So what tone will this project set for Western Ave? The North Allston Strategic Framework and subsequent planning by Harvard, the City of Boston, and A/B residents has called for Western Ave to become a pedestrian-friendly, amenity-rich, lively and vibrant boulevard. Harvard reaffirmed this goal an April 2010 interview with The Crimson:
University Executive Vice President Katharine N. Lapp, who oversees Harvard’s expansion into Allston, said she and the faculty-led work team continue to use the Boston Redevelopment Authority’s 2005 document “North Allston: Strategic Framework for Planning” as a “guidepost.”
She specifically mentioned the plan to turn Western Avenue into the “main street” of the neighborhood.
Obviously that entire transformation can't happen with one building (though at 94,000 square feet, it is not an insignificant space).

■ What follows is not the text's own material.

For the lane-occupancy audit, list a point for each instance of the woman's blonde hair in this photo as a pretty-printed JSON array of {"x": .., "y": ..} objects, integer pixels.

But if the transformation doesn't start now and with this project, when will it start?
In terms of programming, a relevant model to consider that I mentioned back in August could be Syracuse University's Enitiative and South Side Innovation Center (SSIC) programs. One interesting requirement that shows their local focus is that SSIC requires that entrepreneurs must be committed to business development on the South Side and neighboring communities. I wouldn't expect Harvard to require its innovators to develop businesses in Allston, but finding ways to encourage that sure would be a nice way to help revive our local economy and quality of life.

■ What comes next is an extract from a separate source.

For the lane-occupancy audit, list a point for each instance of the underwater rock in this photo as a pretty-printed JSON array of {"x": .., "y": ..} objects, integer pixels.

Another interesting program is the Syracuse Community Test Kitchen, a collaboration that includes Syracuse's Whitman School of Management. Considering the many restaurants in Allston and the challenges faced by these small business owners, here is a program that could have real relevance to our neighborhood too.
calendar of events at the SSIC shows the depth and extent of the community and university based programming that Syracuse is supporting.
There are other possibilities for physical changes and uses in and around the building that could set the tone for the permeable campus that Chris Gordon promised in 2007. Especially because Harvard is seeking approval for this project without any plan for its many acres of surrounding property, how Harvard chooses to move forward with this project will tell a lot about the future of this campus and community.